観終わって、過去のナルコスとはまた違った余韻がある。複雑な感情と言ってもいい。

それは主役であるフェリクスの人間性の複雑さによるものだと思う。それは、演じるディエゴ・ルナが素晴らしかったということと同義だ。


もちろんシーズン1~3のパブロやロドリゲス兄弟もとてもよかった。彼らはベースが「悪党」であり、常にその眼には狂気がくすぶっていた。ちょっとした火花でも爆発するような恐怖を周囲に与え、観るものにも緊張をもたらしていた。そんな彼らが、家族や仲間を思う時に見せるふとした優しさや、ちょっと弱気になる人間らしさのギャップに心を揺さぶられた。

ところがフェリクスはだいぶタイプが異なる。

もともと、キレる頭脳と交渉力でのし上がった男。
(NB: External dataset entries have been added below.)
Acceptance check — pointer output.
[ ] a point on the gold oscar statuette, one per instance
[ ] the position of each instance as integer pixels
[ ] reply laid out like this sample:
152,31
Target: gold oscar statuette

どちからといえば参謀風で、メキシコの巨大麻薬カルテルを牛耳るボス、というにはあまりに線が細い。悪人にはなりきれない眼差し。いつも眉間を押さえて苦悩しているし、見下してくる悪徳政治家や警察に翻弄され悔しがっている。どうしても過去のボス達と比べると小物感は否めない。あるエピソードでは、コロンビアの薬物輸送に手を出そうと目論むフェリクスが、パブロ・エスコバルとの交渉の場に立つ。存在感と威厳で圧倒するパブロに、なんとか虚勢を保つフェリクス。両者の対照的なキャラクターが鮮明になる場面だ。


しかし、そんな彼が徐々に「らしく」なっていく。非情な決断を下し、対抗するものを容赦なく暴力で排除していく。そのときフェリクスの鋭い眼光は、マフィアの頂点に君臨する男だけがもつ冷徹さと迫力を備えている。それは限りない苦悶や葛藤のすえにたどり着いた境地だ。パブロがカリスマ的で、“ボスの才能”に溢れた人物だとするならば、フェリクスは“努力のボス”といったイメージ。そのボス的成長が、ディエゴ・ルナによって見事に演じられていると思う。

また、忘れてはいけないのはもう一人の主役、キキ。

彼もまたDEAという組織に属しながらエリートコースを外れ、それでもメキシコで成果を上げ出世したいという野心をもった、いわば「成り上がり願望」の人だ。

そんな彼が、上司の怠慢や国家の腐敗という壁に阻まれながらも、フェリクス率いるマフィアに立ち向かっていく。こちらも当初はいかにもさえない捜査官といった風情。常に周囲への不信感を露わにした視線を走らせ、家では不満をアルコールにぶつける日々。それでも妻の支えもあり徐々に同僚との信頼関係を深め、少しずつ、しかし着実に本丸へと近づいていく。そのプロセスにおいて、彼の心を占めるものが野心から使命感へと変貌していく様子が、キキを演じるマイケル・ペーニャの眼が放つ光や、表情の晴れやかさによって伝わってくる。こちらもとてもよかった。また主役の二人だけでなく登場人物もみな清濁併せ持ち、一癖も二癖もある。だからこそ人間臭くてとても魅力的だ。


フェリクスとキキがお互い成長し少しずつ牙を研ぎ、やがて対決のときを迎える…

そのとき、自分がどちらに肩入れして観ているのか、もはやよく分からない。ひとつ言えるのは、善と悪が渾然一体となり複雑に絡み合うナルコスの世界に、どっぷりと浸っている自分がそこにいるということだ。